ダイヤモンドの硬さと弱点【硬度と靱性と劈開性】
今回は、世界一硬いといわれるダイヤモンドについて、
その秘密を探ってみたいと思います。
まず、ダイヤモンドの基本情報から・・・。
■基本情報
◆モース硬度(こすり合った際に、どちらに引っかきキズが付くか):10
例)ダイヤモンドとルビーをこすり合った際、ルビーはキズが
付くが、ダイヤモンドには付かない。
→ ダイヤモンドの勝ち!
【モース硬度表】
※数字が高い方がキズがつきにくいです。
モース硬度 | 宝石名 |
10 | ダイヤモンド |
9 | ルビー、サファイヤ |
8.5 | アレキサンドライト、キャッツアイ |
8 | エメラルド、トパーズ、アクアマリン |
7.5 | ガーネット、トルマリン |
7 | アメシスト、翡翠 |
6.5 | タンザナイト、ペリドット |
6 | オパール、ターコイズ(トルコ石) |
5.5 | ラピスラズリ |
5 | アパタイト |
4 | マラカイト |
3.5 | コーラル、真珠(パール) |
3 | 大理石、カルサイト |
2 | 石膏(せっこう)、琥珀(こはく) |
1 | 滑石(かっせき) |
◆靭性(たたき合った際に、どちらが割れたり欠けたりするか):7
例)ダイヤモンドとルビーをたたき合った際、ダイヤモンドは
割れたり欠けたりするが、ルビーはしない。
→ ルビーの勝ち!
【靭性表】
※数字が高い方が割れや欠けに強いです。
靭性 | 宝石名 |
8 | ルビー、サファイヤ |
7.5 | ダイヤモンド |
6 | ペリドット |
5.5 | エメラルド |
5 | トパーズ |
3.5 | アパタイト |
■ダイヤモンドの硬さの秘密
ダイヤモンドを構成する物質は、実は炭素(C)です。
ダイヤモンドは炭素のみの結晶で、その結晶構造が密で原子と原子の結びつき方が
非常に強いことが、世界一硬いといわれる秘密です。
イメージでいうと、やさしく握ったおにぎりと力いっぱい握ったおにぎりの食感が
違うような感じでしょうか?
やさしく握ったおにぎりはふんわり仕上がりますが、力いっぱい握ったらおにぎりは
ぎゅっとかたく仕上がってしまう。
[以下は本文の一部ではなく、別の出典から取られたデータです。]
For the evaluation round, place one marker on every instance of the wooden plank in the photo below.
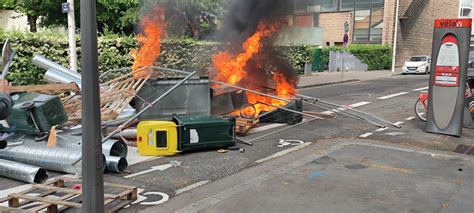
(45, 200)
(10, 209)
(48, 88)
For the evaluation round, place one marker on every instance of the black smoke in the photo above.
(241, 21)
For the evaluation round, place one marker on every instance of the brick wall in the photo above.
(415, 30)
(333, 26)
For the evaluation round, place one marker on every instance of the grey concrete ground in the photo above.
(159, 188)
(341, 176)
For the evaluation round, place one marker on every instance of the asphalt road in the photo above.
(390, 98)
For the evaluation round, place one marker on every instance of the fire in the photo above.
(153, 25)
(231, 69)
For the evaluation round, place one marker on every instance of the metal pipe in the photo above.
(23, 172)
(47, 64)
(149, 106)
(115, 148)
(51, 158)
(116, 164)
(293, 111)
(349, 109)
(54, 76)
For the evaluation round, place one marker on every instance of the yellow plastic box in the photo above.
(157, 138)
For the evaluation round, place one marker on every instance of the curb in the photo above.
(326, 84)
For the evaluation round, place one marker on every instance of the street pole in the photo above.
(92, 171)
(71, 26)
(394, 57)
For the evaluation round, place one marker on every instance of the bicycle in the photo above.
(421, 104)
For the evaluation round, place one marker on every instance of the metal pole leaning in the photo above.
(92, 164)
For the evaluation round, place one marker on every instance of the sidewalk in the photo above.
(329, 78)
(340, 176)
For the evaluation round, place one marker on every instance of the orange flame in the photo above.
(231, 70)
(153, 25)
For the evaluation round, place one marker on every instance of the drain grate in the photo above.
(464, 149)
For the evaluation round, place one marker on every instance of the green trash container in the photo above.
(204, 132)
(35, 113)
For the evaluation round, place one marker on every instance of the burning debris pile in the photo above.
(250, 60)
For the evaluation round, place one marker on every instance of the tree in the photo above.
(199, 16)
(34, 9)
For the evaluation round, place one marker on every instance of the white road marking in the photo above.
(421, 89)
(365, 135)
(284, 152)
(363, 103)
(264, 128)
(398, 123)
(191, 187)
(392, 95)
(152, 169)
(381, 129)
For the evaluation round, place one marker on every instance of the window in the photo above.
(368, 21)
(347, 4)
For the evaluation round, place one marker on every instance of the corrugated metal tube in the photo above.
(116, 164)
(51, 158)
(22, 172)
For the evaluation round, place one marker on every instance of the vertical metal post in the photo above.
(92, 172)
(394, 56)
(71, 26)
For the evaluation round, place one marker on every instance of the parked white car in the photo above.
(417, 64)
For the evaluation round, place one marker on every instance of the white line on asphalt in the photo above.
(365, 135)
(421, 89)
(266, 127)
(284, 152)
(363, 103)
(398, 123)
(392, 95)
(191, 187)
(381, 129)
(152, 169)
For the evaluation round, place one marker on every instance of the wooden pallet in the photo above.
(115, 96)
(57, 195)
(243, 125)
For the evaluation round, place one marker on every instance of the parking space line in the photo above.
(284, 152)
(191, 187)
(392, 95)
(362, 103)
(365, 135)
(398, 123)
(421, 89)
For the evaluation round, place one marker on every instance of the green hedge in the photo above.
(114, 53)
(377, 57)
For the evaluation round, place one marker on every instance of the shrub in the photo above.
(377, 57)
(114, 52)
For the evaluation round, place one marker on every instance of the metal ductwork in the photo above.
(116, 148)
(56, 73)
(116, 164)
(23, 172)
(50, 158)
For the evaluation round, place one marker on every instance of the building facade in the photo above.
(373, 22)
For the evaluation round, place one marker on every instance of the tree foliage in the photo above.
(199, 17)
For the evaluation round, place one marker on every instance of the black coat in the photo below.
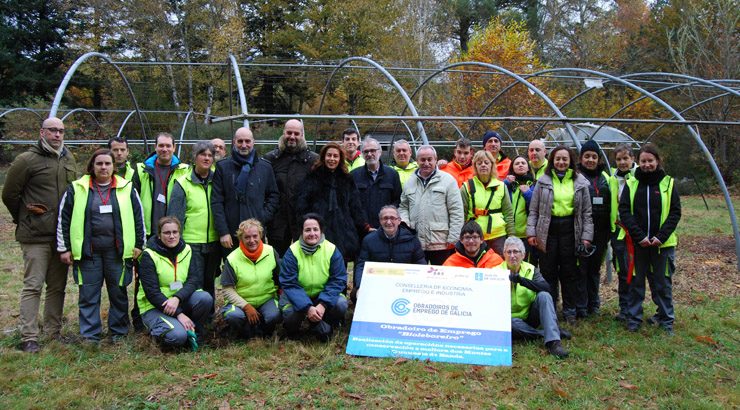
(261, 201)
(376, 247)
(375, 194)
(334, 196)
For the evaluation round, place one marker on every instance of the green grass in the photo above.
(608, 367)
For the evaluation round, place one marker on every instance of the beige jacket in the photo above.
(434, 211)
(540, 211)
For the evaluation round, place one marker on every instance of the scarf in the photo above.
(246, 162)
(48, 148)
(252, 256)
(310, 249)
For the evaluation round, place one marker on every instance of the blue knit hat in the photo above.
(491, 134)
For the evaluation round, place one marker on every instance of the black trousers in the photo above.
(559, 265)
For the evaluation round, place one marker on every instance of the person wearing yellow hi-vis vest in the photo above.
(313, 278)
(625, 170)
(559, 226)
(650, 209)
(591, 166)
(190, 203)
(532, 310)
(170, 299)
(250, 282)
(486, 200)
(100, 232)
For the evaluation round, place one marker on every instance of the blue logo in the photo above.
(399, 308)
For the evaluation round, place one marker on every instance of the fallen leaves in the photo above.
(627, 385)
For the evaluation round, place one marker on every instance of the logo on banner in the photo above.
(399, 307)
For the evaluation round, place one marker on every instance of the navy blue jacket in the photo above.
(376, 247)
(261, 201)
(384, 190)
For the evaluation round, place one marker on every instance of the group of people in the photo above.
(279, 230)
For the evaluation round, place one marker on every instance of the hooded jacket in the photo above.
(37, 179)
(377, 247)
(290, 169)
(334, 196)
(230, 207)
(540, 211)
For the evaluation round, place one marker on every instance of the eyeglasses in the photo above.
(54, 130)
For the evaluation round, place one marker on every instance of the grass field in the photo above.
(608, 367)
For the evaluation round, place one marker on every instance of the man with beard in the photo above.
(291, 161)
(244, 187)
(378, 184)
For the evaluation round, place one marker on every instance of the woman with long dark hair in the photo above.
(560, 227)
(330, 191)
(650, 210)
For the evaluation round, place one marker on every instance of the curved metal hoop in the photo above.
(67, 77)
(518, 80)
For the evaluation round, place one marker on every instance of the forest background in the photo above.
(39, 40)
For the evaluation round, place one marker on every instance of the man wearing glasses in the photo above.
(34, 185)
(394, 243)
(532, 310)
(471, 251)
(378, 184)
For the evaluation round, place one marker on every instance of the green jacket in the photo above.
(37, 177)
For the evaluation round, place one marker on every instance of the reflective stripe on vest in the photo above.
(254, 279)
(125, 209)
(666, 191)
(198, 226)
(146, 194)
(313, 270)
(489, 216)
(166, 274)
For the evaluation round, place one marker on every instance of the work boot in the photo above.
(30, 346)
(556, 349)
つまりぎゅっとカッチカチに硬くなったおにぎりが
ダイヤモンドです。
■ダイヤモンドの弱点?
◆劈開性(物質は規則的な原子の配列により、強い方向と弱い方向がある):あり
例)木材でいうと、木目に沿って切るのはたやすいが、木目に直角に
切るのは困難であるようなものです。
この劈開性がダイヤモンド唯一の弱点と言ってもいいかも知れません。
しかし、この劈開性があるおかげで、皆さんの知っているダイヤモンドに
カッティングできるのも事実です。もし劈開性という弱点がなければ、
キレイなカッティングされたダイヤモンドはこの世に生まれず、
ただの世界一硬い石で終わったかもしれません。